I can't believe they didnt cut us off after we all hugged each other and started singing "were the 3 best friends that anybody could have" RIGHT IN FRONT of the bar and bartender...
I woke up on karas dogs bed. Lets evaluate our lives.
The things happening in my intestines right now should only ever happen at truck stops and frat houses.
He got weirdly turned on by the video of my cat licking nacho cheese off my finger.

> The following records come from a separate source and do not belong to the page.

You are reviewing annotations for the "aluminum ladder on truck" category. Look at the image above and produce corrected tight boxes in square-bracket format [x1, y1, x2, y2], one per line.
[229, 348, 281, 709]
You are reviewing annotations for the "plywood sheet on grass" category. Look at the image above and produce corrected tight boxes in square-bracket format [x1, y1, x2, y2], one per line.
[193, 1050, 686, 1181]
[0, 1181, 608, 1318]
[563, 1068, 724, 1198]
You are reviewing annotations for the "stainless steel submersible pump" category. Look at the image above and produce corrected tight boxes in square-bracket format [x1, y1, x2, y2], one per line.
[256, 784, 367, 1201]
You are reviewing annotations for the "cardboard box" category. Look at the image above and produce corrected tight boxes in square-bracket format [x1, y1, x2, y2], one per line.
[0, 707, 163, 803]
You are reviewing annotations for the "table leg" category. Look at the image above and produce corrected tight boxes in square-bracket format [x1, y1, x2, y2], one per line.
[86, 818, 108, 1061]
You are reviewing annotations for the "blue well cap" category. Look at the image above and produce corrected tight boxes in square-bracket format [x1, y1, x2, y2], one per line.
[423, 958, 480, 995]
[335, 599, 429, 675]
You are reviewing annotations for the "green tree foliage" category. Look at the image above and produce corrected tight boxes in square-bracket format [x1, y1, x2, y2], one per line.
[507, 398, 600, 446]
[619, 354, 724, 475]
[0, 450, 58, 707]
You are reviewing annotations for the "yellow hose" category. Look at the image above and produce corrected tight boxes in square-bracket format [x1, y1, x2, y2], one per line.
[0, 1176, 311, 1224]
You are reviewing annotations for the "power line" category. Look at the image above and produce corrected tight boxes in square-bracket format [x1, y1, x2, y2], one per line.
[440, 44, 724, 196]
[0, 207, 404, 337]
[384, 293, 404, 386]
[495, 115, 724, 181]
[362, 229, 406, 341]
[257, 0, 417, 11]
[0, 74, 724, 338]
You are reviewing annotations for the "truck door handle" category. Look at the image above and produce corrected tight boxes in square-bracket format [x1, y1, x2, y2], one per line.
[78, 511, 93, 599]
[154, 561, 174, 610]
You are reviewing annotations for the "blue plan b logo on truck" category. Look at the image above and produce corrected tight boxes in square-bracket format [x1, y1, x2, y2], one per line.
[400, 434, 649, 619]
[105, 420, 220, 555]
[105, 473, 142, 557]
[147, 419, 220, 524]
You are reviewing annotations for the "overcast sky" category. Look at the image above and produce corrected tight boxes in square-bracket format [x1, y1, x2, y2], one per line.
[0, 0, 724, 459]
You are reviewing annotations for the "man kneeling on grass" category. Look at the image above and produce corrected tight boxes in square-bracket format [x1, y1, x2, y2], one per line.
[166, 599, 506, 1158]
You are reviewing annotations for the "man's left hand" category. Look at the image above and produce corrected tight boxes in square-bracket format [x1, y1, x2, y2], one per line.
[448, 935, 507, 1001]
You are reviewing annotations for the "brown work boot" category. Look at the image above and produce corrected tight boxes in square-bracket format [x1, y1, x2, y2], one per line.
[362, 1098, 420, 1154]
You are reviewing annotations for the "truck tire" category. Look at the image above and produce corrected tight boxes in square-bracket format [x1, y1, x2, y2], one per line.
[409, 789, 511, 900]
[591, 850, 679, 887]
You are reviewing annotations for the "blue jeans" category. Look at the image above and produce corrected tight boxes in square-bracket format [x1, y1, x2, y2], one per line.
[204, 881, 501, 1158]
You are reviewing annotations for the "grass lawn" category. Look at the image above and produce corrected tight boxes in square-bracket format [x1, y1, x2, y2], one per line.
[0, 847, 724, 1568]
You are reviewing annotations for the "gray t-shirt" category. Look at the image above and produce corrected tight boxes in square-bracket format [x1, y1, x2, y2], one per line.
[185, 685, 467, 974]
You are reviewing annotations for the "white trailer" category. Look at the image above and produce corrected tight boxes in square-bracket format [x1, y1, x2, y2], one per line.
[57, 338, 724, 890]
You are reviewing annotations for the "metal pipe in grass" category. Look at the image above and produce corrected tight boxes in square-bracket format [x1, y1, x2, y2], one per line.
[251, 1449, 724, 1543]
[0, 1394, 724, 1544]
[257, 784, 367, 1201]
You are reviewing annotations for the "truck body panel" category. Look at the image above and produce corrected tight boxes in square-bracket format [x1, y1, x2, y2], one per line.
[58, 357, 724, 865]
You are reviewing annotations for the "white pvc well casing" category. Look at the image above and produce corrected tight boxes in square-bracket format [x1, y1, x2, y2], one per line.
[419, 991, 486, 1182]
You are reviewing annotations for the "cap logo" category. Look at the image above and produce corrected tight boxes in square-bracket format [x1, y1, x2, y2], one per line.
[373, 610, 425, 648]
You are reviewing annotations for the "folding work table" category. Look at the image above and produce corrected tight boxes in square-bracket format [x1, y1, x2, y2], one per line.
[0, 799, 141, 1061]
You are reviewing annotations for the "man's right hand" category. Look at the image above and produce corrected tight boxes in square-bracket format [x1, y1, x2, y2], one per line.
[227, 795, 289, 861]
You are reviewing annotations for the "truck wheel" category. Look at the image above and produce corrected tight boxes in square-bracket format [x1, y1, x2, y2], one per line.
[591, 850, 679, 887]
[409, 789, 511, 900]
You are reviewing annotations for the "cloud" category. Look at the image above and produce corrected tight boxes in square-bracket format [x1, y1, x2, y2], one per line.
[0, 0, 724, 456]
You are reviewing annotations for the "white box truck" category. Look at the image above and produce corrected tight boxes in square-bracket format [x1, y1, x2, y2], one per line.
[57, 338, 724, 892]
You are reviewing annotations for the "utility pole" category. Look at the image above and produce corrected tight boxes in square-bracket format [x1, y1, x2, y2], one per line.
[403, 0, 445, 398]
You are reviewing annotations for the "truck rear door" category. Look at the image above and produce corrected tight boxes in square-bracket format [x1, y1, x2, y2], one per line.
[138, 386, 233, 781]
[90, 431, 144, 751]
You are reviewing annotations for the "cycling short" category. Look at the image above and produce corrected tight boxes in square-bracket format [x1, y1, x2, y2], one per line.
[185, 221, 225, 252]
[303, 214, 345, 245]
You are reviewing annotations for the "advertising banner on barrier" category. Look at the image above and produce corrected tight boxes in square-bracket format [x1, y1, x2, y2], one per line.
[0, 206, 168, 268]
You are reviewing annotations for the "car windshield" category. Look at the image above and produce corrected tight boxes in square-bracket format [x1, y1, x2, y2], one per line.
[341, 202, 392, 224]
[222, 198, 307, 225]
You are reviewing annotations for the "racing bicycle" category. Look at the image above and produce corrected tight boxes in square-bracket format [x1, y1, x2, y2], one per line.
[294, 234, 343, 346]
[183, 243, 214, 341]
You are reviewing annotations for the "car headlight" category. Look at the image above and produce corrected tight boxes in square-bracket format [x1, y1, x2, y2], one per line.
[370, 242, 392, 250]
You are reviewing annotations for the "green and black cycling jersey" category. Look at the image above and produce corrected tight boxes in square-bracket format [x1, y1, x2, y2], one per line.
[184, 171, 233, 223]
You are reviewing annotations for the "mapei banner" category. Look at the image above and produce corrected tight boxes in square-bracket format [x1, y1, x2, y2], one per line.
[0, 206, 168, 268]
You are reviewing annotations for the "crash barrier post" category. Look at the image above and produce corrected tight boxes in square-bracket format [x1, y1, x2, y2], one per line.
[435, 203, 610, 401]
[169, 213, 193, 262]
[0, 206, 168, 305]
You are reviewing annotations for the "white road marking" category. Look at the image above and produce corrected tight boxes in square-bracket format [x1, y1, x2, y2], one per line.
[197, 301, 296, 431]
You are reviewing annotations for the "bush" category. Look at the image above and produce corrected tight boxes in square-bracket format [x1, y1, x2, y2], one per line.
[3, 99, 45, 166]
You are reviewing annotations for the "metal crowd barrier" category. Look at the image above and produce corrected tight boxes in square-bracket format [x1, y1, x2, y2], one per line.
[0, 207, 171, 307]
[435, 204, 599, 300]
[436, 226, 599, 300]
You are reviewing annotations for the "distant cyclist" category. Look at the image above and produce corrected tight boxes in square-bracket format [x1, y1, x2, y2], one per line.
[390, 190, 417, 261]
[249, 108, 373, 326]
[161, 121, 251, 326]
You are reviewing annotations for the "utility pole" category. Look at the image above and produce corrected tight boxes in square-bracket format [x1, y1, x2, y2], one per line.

You're 21st was epic. I woke up at 6 a.m. on the floating beer pong table in the pool with a beer still in hand. Didn't even spill any
Just found out I made out with the 40 year old Captain of the boat at the barge party. On the bright side he let me drive the boat so at least there's that.
Came home to my roommate drinking a 40 in the shower. Chugging with his hair still fully shampoo'd.
11/10 would buy him a McLobster
Thanks for being my pregnancy scare Sherpa...
He made me tacos after the sex. Best date ever!
I'm pretty sure I just came a kidney stone..
There's a set of buzz lightyear wings in lost and found at work. I just need access to your roof.
Btw I appreciate you as a friend for taking the time to validate my sluttiness
However many condoms you have, it isn't enough.
You ran up a $300 bar bill on his card and he didn't have you arrested, be grateful and move on.